O homem de esquerda, sensível às agruras de seus semelhantes, destaca, em dois capítulos, a paisagem onde o Rio é mais caracteristicamente Rio – à qual, por ironia, parte do Rio só quer ignorar, dar as costas.

Em “Os morros primordiais”, Saturnino revisita aqueles três que conseguiram sobreviver aos sucessivos “bota-abaixo” a que o centro histórico foi submetido (Morro de São Bento, de Santo Antônio, da Conceição) e relembra um quarto, o Morro do Castelo, demolido “por um prefeito inculto”, responsável por “uma destruição irreparável”.

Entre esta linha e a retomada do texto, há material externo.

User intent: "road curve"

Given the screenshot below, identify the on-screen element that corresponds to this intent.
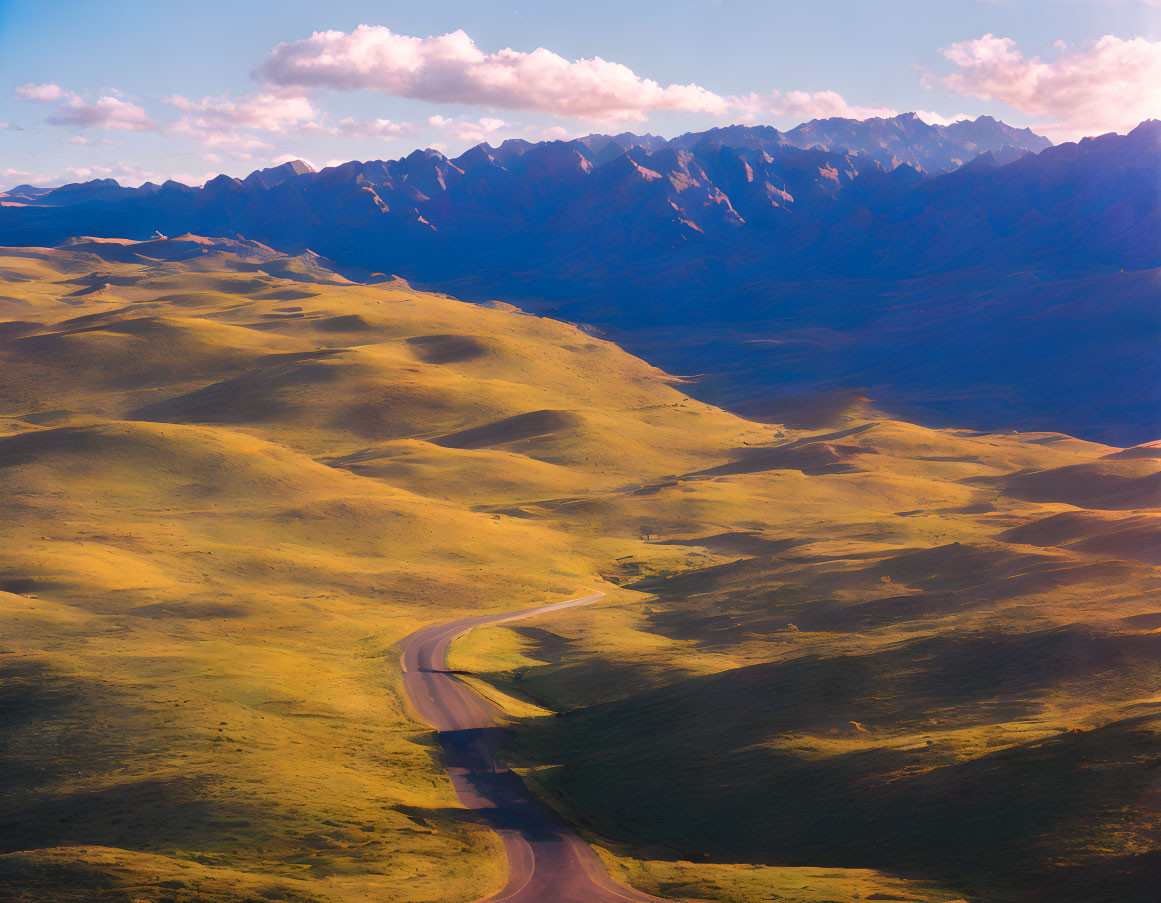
[399,593,664,903]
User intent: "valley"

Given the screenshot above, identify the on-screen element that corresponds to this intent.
[0,114,1161,446]
[0,235,1161,903]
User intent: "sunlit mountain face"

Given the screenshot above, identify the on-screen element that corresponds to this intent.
[0,0,1161,903]
[0,116,1161,442]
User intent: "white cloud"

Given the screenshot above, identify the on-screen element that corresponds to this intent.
[16,81,67,103]
[427,115,507,144]
[163,91,322,151]
[163,91,318,132]
[942,34,1161,140]
[44,94,157,131]
[336,116,419,138]
[65,166,113,179]
[16,81,157,131]
[258,26,727,120]
[271,153,318,172]
[730,91,899,121]
[915,110,975,125]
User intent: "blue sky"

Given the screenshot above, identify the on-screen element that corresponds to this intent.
[0,0,1161,188]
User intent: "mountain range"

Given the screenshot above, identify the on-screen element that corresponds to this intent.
[0,114,1161,442]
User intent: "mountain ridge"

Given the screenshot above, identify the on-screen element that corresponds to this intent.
[0,117,1161,443]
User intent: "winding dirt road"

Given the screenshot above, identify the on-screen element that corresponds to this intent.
[401,593,664,903]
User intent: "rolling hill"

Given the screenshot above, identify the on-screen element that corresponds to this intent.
[0,115,1161,445]
[0,237,1161,903]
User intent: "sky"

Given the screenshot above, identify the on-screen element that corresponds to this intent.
[0,0,1161,190]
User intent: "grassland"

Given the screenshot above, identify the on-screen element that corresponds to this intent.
[0,239,1161,903]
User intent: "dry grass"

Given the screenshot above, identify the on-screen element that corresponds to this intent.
[0,246,1161,903]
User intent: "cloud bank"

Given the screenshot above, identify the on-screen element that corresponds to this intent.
[258,26,728,121]
[940,34,1161,140]
[15,82,157,131]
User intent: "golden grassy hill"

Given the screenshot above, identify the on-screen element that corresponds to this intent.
[0,237,1161,903]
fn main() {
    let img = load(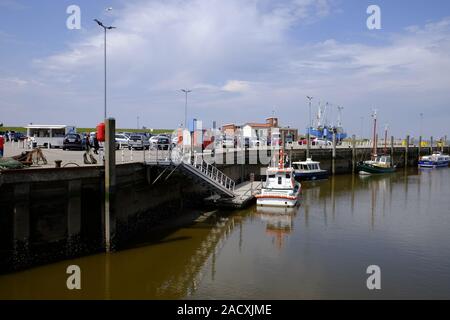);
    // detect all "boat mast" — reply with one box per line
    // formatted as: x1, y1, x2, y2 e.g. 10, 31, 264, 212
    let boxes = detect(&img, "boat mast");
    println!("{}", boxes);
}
372, 109, 377, 160
384, 124, 388, 155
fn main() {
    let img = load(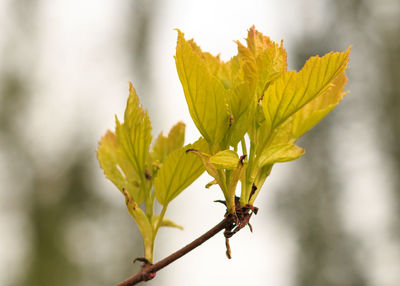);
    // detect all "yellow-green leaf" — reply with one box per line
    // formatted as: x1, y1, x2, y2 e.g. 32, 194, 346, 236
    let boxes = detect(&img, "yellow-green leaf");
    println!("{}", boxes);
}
151, 216, 183, 230
122, 189, 154, 262
151, 122, 185, 163
237, 26, 287, 99
154, 138, 207, 206
97, 130, 144, 204
262, 50, 350, 143
258, 144, 305, 168
116, 83, 152, 189
226, 82, 256, 147
175, 30, 229, 149
209, 150, 239, 170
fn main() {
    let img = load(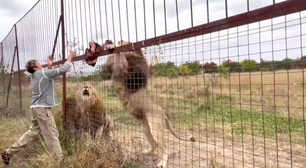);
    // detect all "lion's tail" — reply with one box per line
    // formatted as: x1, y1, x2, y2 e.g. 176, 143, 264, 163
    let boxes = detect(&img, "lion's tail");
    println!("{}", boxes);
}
165, 118, 195, 142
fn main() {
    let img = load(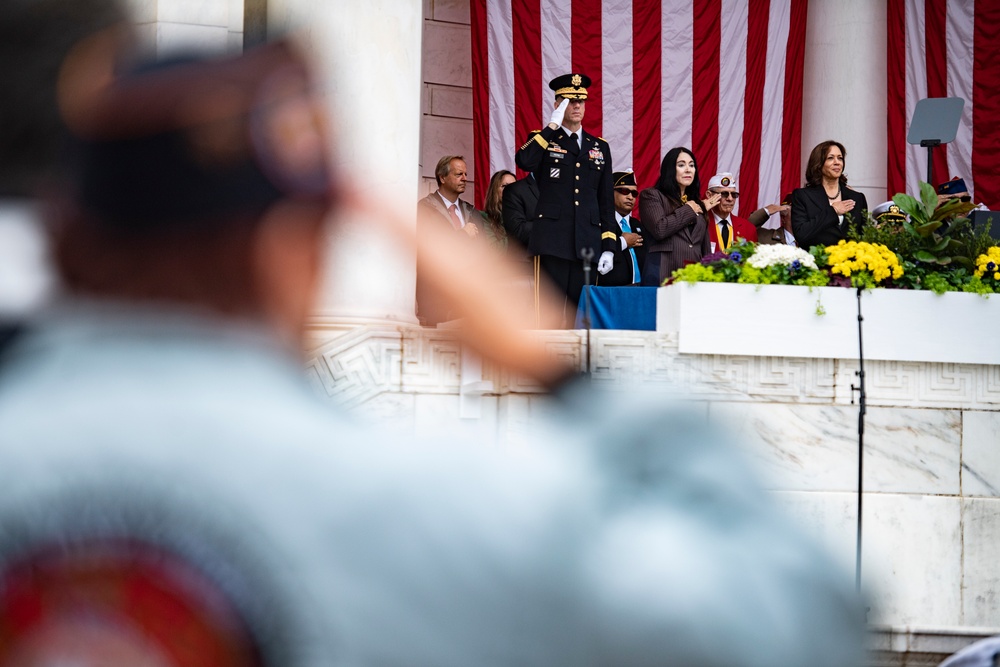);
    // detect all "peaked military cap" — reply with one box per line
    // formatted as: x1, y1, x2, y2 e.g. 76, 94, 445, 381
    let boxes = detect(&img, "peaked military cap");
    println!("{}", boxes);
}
611, 169, 638, 188
549, 74, 590, 100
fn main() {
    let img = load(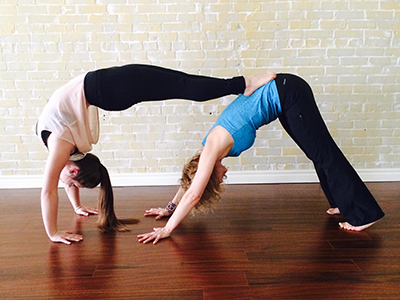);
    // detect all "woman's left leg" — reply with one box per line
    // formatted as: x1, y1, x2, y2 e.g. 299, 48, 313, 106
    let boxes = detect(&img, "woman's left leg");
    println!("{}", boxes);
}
84, 64, 246, 110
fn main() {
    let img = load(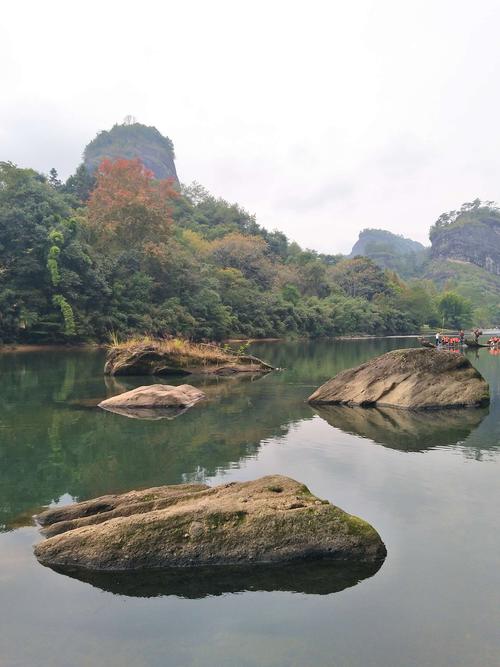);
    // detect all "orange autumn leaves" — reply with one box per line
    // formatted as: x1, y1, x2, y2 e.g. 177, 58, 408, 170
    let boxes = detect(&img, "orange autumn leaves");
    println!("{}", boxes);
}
88, 159, 178, 251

O capítulo “Os morros fundamentais” dominam o presente, se bem que seja fácil imaginar que já tenham deslumbrado Villegagnon e seus calvinistas ao chegarem à Baía de Guanabara, em 1550, a fim de implantar a França Antártica. São o Pão de Açúcar e o Corcovado. “Atesto que esses morros”– derrete-se o engenheiro enamorado pela sua terra – “surgiram não de um estrondo tectônico, mas de um movimento brando e sonoroso das entranhas do planeta. Daí a unicidade, a incomparabilidade, a maravilhosidade.”